Environmental Innate Immunity Group
Michael B. Fessler, M.D. (http://www.niehs.nih.gov/research/atniehs/labs/lrb/host-def/index.cfm)
Tel (919) 541-3701
Fax (919) 541-4133
Host cells sense and respond to environmental pathogens through germ line-encoded pattern recognition receptors, the Toll like Receptors (TLRs). First appreciated for their role in antimicrobial host defense, it has since become clear that the TLRs and the innate immune response they initiate also play a pivotal role in several noninfectious diseases, such as asthma and atherosclerosis.
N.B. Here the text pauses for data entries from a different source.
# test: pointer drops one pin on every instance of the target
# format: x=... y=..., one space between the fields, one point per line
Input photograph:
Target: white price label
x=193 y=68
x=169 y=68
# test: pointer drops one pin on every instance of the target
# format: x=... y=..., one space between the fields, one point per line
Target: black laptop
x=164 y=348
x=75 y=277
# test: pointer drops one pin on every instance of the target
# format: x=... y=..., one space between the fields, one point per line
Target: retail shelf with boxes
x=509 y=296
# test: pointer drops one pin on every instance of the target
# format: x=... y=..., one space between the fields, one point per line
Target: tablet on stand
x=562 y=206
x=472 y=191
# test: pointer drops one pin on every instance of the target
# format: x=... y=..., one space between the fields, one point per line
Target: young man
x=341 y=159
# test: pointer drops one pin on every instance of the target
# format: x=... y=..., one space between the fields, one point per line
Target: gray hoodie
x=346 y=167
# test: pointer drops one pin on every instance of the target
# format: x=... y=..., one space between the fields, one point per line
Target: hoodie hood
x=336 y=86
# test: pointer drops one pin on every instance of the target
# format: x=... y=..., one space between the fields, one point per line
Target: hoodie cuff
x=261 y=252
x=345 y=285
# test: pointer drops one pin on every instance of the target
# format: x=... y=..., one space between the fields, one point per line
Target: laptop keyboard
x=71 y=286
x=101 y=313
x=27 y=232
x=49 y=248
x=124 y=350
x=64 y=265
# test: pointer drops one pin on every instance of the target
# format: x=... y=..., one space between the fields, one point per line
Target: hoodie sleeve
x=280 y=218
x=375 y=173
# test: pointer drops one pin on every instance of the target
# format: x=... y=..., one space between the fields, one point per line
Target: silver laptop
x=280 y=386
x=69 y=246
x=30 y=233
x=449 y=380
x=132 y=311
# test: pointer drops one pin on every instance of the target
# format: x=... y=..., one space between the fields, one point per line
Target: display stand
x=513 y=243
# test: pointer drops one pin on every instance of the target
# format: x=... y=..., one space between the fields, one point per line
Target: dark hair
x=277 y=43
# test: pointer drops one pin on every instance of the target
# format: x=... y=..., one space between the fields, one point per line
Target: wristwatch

A number of recent reports suggest that innate immunity and host lipid metabolism are integrated. TLR4 responds to both microbial lipids (lipopolysaccharide [LPS]) and host lipids (fatty acids, ceramide, mmLDL), and is thought to initiate its cascade from cholesterol-enriched microdomains of the plasma membrane, lipid rafts. LPS signaling and rafts have both been shown to be regulated by ATP Binding Cassette transporter A1, a host cholesterol efflux transporter whose activity is sensitive to cellular cholesterol levels. Homology exists between LPS-binding protein and host lipid transport proteins, such as cholesterol ester transport protein, and it has been reported that LPS itself binds to and is regulated by SR-BI (the HDL receptor), and triggers a variety of perturbations in host lipid metabolism, intracellular and extracellular. Taken together, these observations and others derived from the Environmental Innate Immunity Group have led to the focus on two reciprocal areas of investigation: 1) the role of endogenous regulators of cholesterol/membrane trafficking in initiation and regulation of TLR signaling; and 2) the regulatory influence of innate immunity in host cholesterol metabolism.
In ongoing and future studies, the Environmental Innate Immunity Group—led by Michael Fessler, M.D.—will translate its hypotheses and experimental observations to human disease through studies in the NIEHS Clinical Research Unit.
Major areas of research:
- Role of cholesterol trafficking regulators in innate immunity
- Mechanisms of lung inflammation
- Investigating TLR signaling and cholesterol trafficking and their determination by select genetic polymorphisms in primary human leukocytes
- Investigating the role of innate immunity in models of inflammatory lung disease using human inhalation exposures
Michael B. Fessler, M.D., is head of the Environmental Innate Immunity Group in the Clinical Research Program and the Clinical Investigation of Host Defense Group in the Laboratory of Respiratory Biology. He received a B.A. in philosophy from Princeton University in 1992, a medical degree from Harvard Medical School in 1996 and training in Internal Medicine at Massachusetts General Hospital from 1996-1999 and in Pulmonary/Critical Care Medicine at the University of Colorado from 1999-2002. Fessler developed an expertise in basic and translational approaches to the study of innate immunity, which he expanded during four years of a faculty position at the University of Colorado, before joining the NIEHS in 2006.